We are doing some performance test with temporal. Our first goal is to see the throughput we can get creating workflows and how we should scale it.
We are using the java SDK, and mysql, and currently just trying to understand what are the elements that will limit our throughput.
We’ve found 2 things we are trying to understand:
1.- Once we have started many workflows and they are running (right now just dummy activities), we see that in a thread dump we name a good number of threads waiting for a lock.
This is the stack from a dump:
"workflow-method" #294 prio=5 os_prio=31 tid=0x00007ffbae935000 nid=0x15607 waiting on condition [0x000070000fee9000] java.lang.Thread.State: WAITING (parking) at sun.misc.Unsafe.park(Native Method) - parking to wait for <0x0000000717c102c0> (a java.util.concurrent.locks.AbstractQueuedSynchronizer$ConditionObject) at java.util.concurrent.locks.LockSupport.park(LockSupport.java:175) at java.util.concurrent.locks.AbstractQueuedSynchronizer$ConditionObject.await(AbstractQueuedSynchronizer.java:2039) at io.temporal.internal.sync.WorkflowThreadContext.yield(WorkflowThreadContext.java:83) at io.temporal.internal.sync.WorkflowThreadImpl.yield(WorkflowThreadImpl.java:406) at io.temporal.internal.sync.WorkflowThread.await(WorkflowThread.java:45) at io.temporal.internal.sync.CompletablePromiseImpl.getImpl(CompletablePromiseImpl.java:84) at io.temporal.internal.sync.CompletablePromiseImpl.get(CompletablePromiseImpl.java:74) at io.temporal.internal.sync.ActivityStubBase.execute(ActivityStubBase.java:44) at io.temporal.internal.sync.ActivityInvocationHandler.lambda$getActivityFunc$0(ActivityInvocationHandler.java:59) at io.temporal.internal.sync.ActivityInvocationHandler$$Lambda$327/1133104136.apply(Unknown Source) at io.temporal.internal.sync.ActivityInvocationHandlerBase.invoke(ActivityInvocationHandlerBase.java:65)

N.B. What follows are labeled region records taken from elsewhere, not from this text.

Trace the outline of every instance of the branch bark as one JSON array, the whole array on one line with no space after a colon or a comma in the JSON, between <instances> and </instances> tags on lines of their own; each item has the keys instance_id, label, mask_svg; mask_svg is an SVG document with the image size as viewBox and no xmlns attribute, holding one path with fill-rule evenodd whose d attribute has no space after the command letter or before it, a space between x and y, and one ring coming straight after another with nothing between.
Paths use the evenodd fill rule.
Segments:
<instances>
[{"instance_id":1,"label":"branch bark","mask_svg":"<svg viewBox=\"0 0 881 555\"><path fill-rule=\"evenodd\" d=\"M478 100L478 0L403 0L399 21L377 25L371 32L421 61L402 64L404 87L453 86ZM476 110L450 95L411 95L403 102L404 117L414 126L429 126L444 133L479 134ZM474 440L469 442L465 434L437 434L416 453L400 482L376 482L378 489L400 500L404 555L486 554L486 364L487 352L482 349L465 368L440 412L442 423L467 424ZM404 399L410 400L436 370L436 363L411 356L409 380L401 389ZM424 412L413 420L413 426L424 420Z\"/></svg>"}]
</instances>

Any idea what is the reason for this locks and how can we scale this? We have a high number of threads locked on this condition.
2.- When starting instances, using
WorkflowClient.start (workflow.&run **as** Functions.Func1<...>, arguments) we see it takes top to 1 second to start when we increase the number of ‘starts’ running in parallel.
With small concurrency (1-3) it is a bit faster (~300ms).
Any guidelines of what are the areas or settings we need to pay attention to is highly appreciated.